Solved: How to split one dataset too many based on the values (categorical) on...

georgel · Posted 12-27-2020 06:55 AM

Hi

I am trying to split the data set into many here is the data have :

data have;
input cusip_id Name $10. date_issue :ddmmyy10. type $10.;
format date_issue ddmmyy10.;
datalines;
10343452 Zingas    01/04/2016 bench
10343489 Stephanie 01/04/2014 main
10343445 Olivia    01/04/2012 main
10343456 Amstel    01/04/2011 bench
10343457 KEO       01/04/2017 main
;
run;

My solution:

data data_main;
       set have;
       If  type="main";
run;

data data_bech;
       set have;
       If  type="bench";
run;

This is in fact an awkard/cumbersome solution. I would like to utilize a more efficient algorithm for advanced SAS programming to avoid repetition of code. e.g. using proc sql distinct to set the values in a macro variable

Please I am looking forward from your prompt reply

singhsahab · Posted 12-27-2020 11:22 AM

proc sql noprint;
select count(distinct(type)) into :c from have;
select distinct type into :typ1 - :typ%trim(%left(&c)) from have;
quit;

%macro create_table;
%do i=1 %to &c;

 data &&typ&i;
 set have ;
 if upcase(type) eq %upcase("&&typ&i");
 run;

%end;
%mend;

%create_table;

View solution in original post

RichardDeVen · Posted 12-27-2020 07:24 AM

Generally you won't want to split a data set in such a manner. Learning to judiciously code BY, CLASS, and WHERE statements will give you great control over slicing and dicing in the reporting and analytic procedures you use.
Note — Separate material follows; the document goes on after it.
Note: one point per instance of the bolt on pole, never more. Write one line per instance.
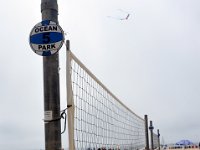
(146, 132)
(151, 134)
(49, 10)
Depending on the size of the original file, you can use a hash of hash approach to dynamically split a table into value named sub tables.

From samples page

/* Richard A. DeVenezia
 * www.devenezia.com
 * 25May2004
 *
 * Similar to material originally posted to SAS-L on May 24, 2004
 * "Hash of hashes and dynamic output"
 */

* sample data with several groups;

data have0;
  do group = 'a','c','d','e';
    do _n_ = 1 to 100;
      date = today() - rand('integer', 365);
      satellite_1 + 1;
      satellite_2 = 0;
      satellite_A = 'foo bar';
      output;
    end;
  end;
  format date date9.;
run;

* disorder for good measure;

proc sql;
  create table have as select * from have0 order by ranuni(1);
quit;

* split one data set into several data sets named according to variable group;

data _null_;
  declare hash h0 ();
  h0.defineKey ('group');
  h0.defineData ('group', 'h');  * hash of hashes, data element h is a hash object;
  h0.defineDone ();

  declare hash h;

  do _n_ = 1 by 1 until (endOfDataset);
    set have end = endOfDataset;

    if group ne lag(group) then 
      if 0 ne h0.find() then do;
        * create a hash for the group that will be a sub data set;
        h = _new_ hash (ordered:'a');
        h.defineKey ('_n_');
        h.defineData ('group', 'date', 'satellite_1', 'satellite_2', 'satellite_A');
        h.defineDone ();
        h0.add();
      end;

    * add data to the groups hash;
    h.replace ();
  end;

  declare hiter hi ('h0');

  * create one table for each group;
  do while (hi.next() = 0);
    h.output (dataset:'group_'||group);
  end;
run;

Other approaches would use a pre-step to generate source code that is a wallpaper of if/then or select/when statements that output to sub tables named according to group value. The pre step would either put the source code in macro variable(s) or write the source code to a file that is %included.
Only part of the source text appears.